There’s a saying, “once a sleeve dog, always a sleeve dog”.  We’ve seen Schutzhund trained dogs unable to take a bite because the decoy simply held his arms above his head.  The dog wouldn’t take a leg or back bite.  That is hardly a protection dog.  Schutzhund dogs are trained nearly exclusively with sleeves.  Watch the videos, if provided, by those selling Schutzhund dogs as protection dogs.  You will nearly always see the training sleeve being used.

Bark and Hold

As noted earlier, “bark and hold” is a big part of Schutzhund training.  In the real world of protection and patrol dog training it is a technique that’s not useful and is rarely, if ever trained.  Why?  In bark and hold the handler is leaving the decision to bite the suspect or not up to the dog.  We want to make that decision as the handler, not the dog.  Remember, in bark and hold training the dog can’t bite the suspect as long as he stands perfectly still.  Do you think someone fleeing your home at night being chased by a dog is going to stand still?  Of course not!  He will be fighting and trying to get away.  If you don’t want the dog to bite and hold the suspect then you shouldn’t send the dog in the first place.

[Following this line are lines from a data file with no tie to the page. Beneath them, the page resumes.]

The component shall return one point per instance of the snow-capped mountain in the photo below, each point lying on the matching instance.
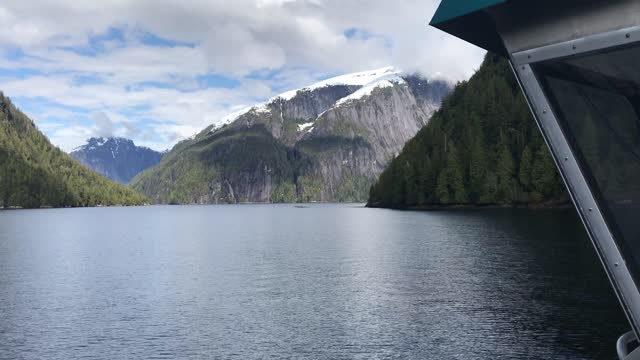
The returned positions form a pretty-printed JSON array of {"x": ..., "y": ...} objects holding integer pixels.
[
  {"x": 116, "y": 158},
  {"x": 326, "y": 142}
]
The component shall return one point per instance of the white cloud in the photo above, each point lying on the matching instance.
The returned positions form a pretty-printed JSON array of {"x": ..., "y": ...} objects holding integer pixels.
[{"x": 294, "y": 42}]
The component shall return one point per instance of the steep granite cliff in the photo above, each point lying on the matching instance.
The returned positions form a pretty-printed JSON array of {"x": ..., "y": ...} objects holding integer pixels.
[
  {"x": 325, "y": 142},
  {"x": 116, "y": 158}
]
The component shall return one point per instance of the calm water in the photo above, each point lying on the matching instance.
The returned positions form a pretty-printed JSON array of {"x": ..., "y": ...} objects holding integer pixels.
[{"x": 323, "y": 282}]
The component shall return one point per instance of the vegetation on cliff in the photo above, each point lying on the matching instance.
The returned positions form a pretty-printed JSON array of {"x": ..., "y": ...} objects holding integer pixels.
[
  {"x": 34, "y": 173},
  {"x": 481, "y": 148}
]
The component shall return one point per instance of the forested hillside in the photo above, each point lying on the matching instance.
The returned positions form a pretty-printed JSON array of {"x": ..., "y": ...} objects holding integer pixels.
[
  {"x": 325, "y": 142},
  {"x": 34, "y": 173},
  {"x": 481, "y": 148}
]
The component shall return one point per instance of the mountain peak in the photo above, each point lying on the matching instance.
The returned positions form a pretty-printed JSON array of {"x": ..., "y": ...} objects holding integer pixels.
[
  {"x": 116, "y": 158},
  {"x": 385, "y": 76}
]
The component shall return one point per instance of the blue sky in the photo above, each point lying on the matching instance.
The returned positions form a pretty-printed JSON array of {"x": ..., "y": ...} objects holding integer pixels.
[{"x": 160, "y": 71}]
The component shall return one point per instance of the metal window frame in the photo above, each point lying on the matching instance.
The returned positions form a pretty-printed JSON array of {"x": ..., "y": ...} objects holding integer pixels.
[{"x": 583, "y": 198}]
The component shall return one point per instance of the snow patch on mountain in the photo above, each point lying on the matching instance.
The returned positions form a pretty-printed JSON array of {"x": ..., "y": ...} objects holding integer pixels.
[
  {"x": 363, "y": 78},
  {"x": 355, "y": 79},
  {"x": 305, "y": 126},
  {"x": 259, "y": 108},
  {"x": 387, "y": 81}
]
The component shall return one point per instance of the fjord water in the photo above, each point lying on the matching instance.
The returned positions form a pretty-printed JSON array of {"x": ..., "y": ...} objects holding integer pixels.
[{"x": 317, "y": 282}]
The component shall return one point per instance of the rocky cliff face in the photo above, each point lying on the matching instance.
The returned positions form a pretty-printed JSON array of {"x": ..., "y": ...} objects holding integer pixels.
[
  {"x": 115, "y": 158},
  {"x": 326, "y": 142}
]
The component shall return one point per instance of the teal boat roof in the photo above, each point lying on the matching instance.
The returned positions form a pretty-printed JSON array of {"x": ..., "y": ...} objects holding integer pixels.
[{"x": 466, "y": 20}]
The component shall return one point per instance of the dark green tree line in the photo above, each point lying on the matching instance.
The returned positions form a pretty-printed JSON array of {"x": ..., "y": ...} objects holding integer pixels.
[
  {"x": 34, "y": 173},
  {"x": 481, "y": 148}
]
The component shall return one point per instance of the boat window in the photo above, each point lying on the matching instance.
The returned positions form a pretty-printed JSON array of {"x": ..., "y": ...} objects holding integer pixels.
[{"x": 596, "y": 98}]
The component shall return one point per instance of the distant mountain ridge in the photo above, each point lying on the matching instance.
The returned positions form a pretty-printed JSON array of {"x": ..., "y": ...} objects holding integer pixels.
[
  {"x": 116, "y": 158},
  {"x": 325, "y": 142},
  {"x": 34, "y": 173},
  {"x": 481, "y": 148}
]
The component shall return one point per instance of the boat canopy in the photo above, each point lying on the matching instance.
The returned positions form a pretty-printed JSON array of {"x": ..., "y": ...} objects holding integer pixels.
[
  {"x": 577, "y": 63},
  {"x": 463, "y": 18}
]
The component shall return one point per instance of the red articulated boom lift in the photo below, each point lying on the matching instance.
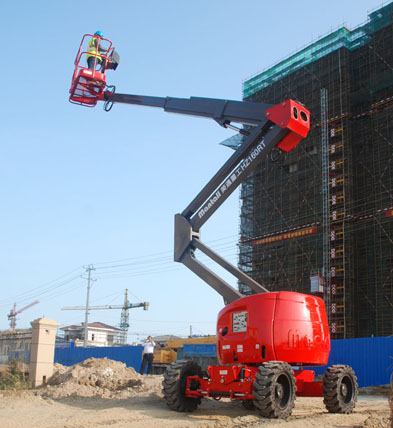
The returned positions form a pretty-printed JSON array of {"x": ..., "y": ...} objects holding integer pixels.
[{"x": 264, "y": 341}]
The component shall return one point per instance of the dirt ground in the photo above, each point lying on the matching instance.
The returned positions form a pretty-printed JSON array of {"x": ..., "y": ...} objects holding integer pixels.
[{"x": 100, "y": 393}]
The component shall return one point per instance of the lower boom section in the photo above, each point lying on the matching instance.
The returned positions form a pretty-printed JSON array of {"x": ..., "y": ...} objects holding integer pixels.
[{"x": 270, "y": 388}]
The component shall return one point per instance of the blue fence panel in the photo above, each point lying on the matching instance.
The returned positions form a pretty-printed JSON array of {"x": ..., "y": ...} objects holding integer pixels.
[
  {"x": 370, "y": 357},
  {"x": 131, "y": 356}
]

What Different Techniques Are Used to Train Protection Dogs

In training of protection dogs we dispense with the sleeve after the dog has learned to bite deep and hold it.  If not then you are training your dog to exclusively go for an arm bite every time.  Have you seen trainers in videos wear a bite suit coat but not the pants?  That’s because their dog is a reliable sleeve biter.  A properly trained dog will take a bite anywhere he can get one, arm, back, leg, doesn’t matter.  The following video shows this.  Wearing the coat without the pants is a possible ticket to the ER when encountering a properly trained protection dog.

The properly trained protection dog should see a variety of decoys in a variety of different locations.  On jogging paths, parking lots, neighborhood walkways.  Anywhere but the same grounds the dog is accustomed to.  After the dog will take a bite on any area he has access to and the sleeve has been dispensed with, the scenario training should advance to the hidden sleeve.  Muzzle fighting should be a given part of his training, muzzle fighting allows the decoy to wear only street clothes because the dog has a properly secured fighting muzzle on and can’t bite.  This allows the dog to “attack” the decoy wearing only street clothes where no external equipment cues can be seen.

Just remember, Schutzhund is a sport not actual protection training although some people will try to tell you the two are the same.  Not so.  Know the difference.  Ask questions about any perspective dog you are buying and its training.  Ask if the trainer has ever had one of his dogs actually protect someone in a real event.  It could be the difference in getting home safely or not.  Just remember!  A Schutzhund dog IS NOT a protection dog.  It's only a dog that has shown some traits required to POSSIBLY be trained as a protection dog.